Neil risqua un coup d’œil du côté du frère et de la sœur. Ce qu’il lut sur leur visage
quasi-identique fut saisissant. C’était une émotion oscillant entre l’écœurement et la
haine. Wow ! Ces deux-là devaient avoir un sérieux problème.
Inconscient des aigreurs qu’il provoquait chez les faux jumeaux, Aedan ne
semblait pas plus que cela ému par l’admiration béate qu’il suscitait autour de lui. Il fit
un non de la tête à Stephen, et épongea sa sueur d’une serviette jaune pâle tirée de son
sac. Le contraste avec sa chevelure aux teintes cuivrées, baignée de soleil, rendait le
tableau très artistique.
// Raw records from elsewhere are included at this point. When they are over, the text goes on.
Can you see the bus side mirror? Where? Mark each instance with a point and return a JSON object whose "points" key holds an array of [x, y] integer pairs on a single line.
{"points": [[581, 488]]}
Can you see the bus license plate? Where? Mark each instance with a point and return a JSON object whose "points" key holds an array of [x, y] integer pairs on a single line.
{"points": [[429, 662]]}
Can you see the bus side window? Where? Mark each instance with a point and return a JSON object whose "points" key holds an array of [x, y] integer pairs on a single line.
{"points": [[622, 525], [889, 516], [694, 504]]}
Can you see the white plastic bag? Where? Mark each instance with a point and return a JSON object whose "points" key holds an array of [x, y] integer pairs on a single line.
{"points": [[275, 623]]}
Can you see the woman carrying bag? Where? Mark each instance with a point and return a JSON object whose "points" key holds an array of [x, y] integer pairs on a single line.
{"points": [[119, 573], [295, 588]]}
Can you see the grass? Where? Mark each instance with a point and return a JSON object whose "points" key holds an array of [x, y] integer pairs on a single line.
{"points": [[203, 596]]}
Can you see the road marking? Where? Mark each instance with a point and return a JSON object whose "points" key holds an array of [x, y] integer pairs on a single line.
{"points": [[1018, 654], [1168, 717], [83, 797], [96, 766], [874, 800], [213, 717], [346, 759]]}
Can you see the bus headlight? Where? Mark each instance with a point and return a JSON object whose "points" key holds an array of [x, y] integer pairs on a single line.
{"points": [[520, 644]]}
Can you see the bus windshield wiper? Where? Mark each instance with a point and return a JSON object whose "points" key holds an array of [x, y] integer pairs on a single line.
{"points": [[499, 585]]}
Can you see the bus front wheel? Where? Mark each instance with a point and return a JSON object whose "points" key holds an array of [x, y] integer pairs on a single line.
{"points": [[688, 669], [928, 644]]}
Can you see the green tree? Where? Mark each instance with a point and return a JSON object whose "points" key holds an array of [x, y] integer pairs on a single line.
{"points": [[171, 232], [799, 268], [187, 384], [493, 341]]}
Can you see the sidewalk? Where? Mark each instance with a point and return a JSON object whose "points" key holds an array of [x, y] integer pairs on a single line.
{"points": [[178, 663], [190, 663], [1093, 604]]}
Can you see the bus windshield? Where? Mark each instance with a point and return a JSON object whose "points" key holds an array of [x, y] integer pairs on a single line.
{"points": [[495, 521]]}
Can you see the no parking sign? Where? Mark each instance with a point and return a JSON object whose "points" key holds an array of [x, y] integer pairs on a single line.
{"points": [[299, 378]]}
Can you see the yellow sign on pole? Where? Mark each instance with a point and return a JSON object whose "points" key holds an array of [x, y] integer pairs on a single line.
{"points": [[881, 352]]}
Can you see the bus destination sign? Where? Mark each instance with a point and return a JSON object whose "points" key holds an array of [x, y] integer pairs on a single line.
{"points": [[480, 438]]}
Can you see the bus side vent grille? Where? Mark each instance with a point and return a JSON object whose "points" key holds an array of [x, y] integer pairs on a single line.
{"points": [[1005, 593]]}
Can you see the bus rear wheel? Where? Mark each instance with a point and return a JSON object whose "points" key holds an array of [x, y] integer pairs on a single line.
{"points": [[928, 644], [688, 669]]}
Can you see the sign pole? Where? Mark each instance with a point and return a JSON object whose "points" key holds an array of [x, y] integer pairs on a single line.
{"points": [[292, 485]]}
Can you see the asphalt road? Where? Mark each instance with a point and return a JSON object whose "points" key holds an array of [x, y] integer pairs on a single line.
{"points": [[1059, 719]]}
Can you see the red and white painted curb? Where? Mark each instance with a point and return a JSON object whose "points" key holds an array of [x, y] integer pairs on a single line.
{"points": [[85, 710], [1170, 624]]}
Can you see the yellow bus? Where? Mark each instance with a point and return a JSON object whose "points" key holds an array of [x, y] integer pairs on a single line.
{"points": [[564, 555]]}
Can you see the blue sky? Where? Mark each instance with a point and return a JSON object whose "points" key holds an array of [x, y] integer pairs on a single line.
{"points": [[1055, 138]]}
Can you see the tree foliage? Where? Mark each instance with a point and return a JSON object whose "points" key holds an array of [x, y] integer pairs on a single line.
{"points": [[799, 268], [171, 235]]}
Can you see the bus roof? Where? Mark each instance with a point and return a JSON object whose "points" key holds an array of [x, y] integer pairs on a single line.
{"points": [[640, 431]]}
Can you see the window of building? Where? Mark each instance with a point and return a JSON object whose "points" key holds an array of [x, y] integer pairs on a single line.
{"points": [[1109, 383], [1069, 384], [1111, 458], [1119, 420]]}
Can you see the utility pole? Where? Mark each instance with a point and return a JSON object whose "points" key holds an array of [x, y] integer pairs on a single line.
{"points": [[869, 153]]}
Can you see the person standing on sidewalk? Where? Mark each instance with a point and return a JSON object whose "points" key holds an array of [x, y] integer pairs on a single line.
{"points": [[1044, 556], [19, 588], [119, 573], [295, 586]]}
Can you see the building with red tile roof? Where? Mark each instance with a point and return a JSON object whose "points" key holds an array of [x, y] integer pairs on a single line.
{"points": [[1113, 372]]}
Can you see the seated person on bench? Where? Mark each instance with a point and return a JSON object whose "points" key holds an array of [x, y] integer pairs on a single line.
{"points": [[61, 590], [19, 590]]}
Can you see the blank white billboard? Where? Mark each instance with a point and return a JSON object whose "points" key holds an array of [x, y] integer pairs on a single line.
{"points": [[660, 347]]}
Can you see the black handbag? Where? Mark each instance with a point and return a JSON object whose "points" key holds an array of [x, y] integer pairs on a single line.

Quelques mèches luisaient de reflets incandescents, comme si
elles s’étaient dissimulées dans la broussaille sombre du reste de sa capillarité. C’était
fascinant.
En fait, tout était fascinant chez ce mec. OK, ça commençait dangereusement à
friser l’obsession, réalisa Neil. Il s’admonesta mentalement sans que ça ne vienne à bout
de sa curiosité déplacée. C’est à peine s’il nota qu’à la distance où il se tenait, il n’aurait
pas dû entendre la conversation d’Aedan avec autant de clarté.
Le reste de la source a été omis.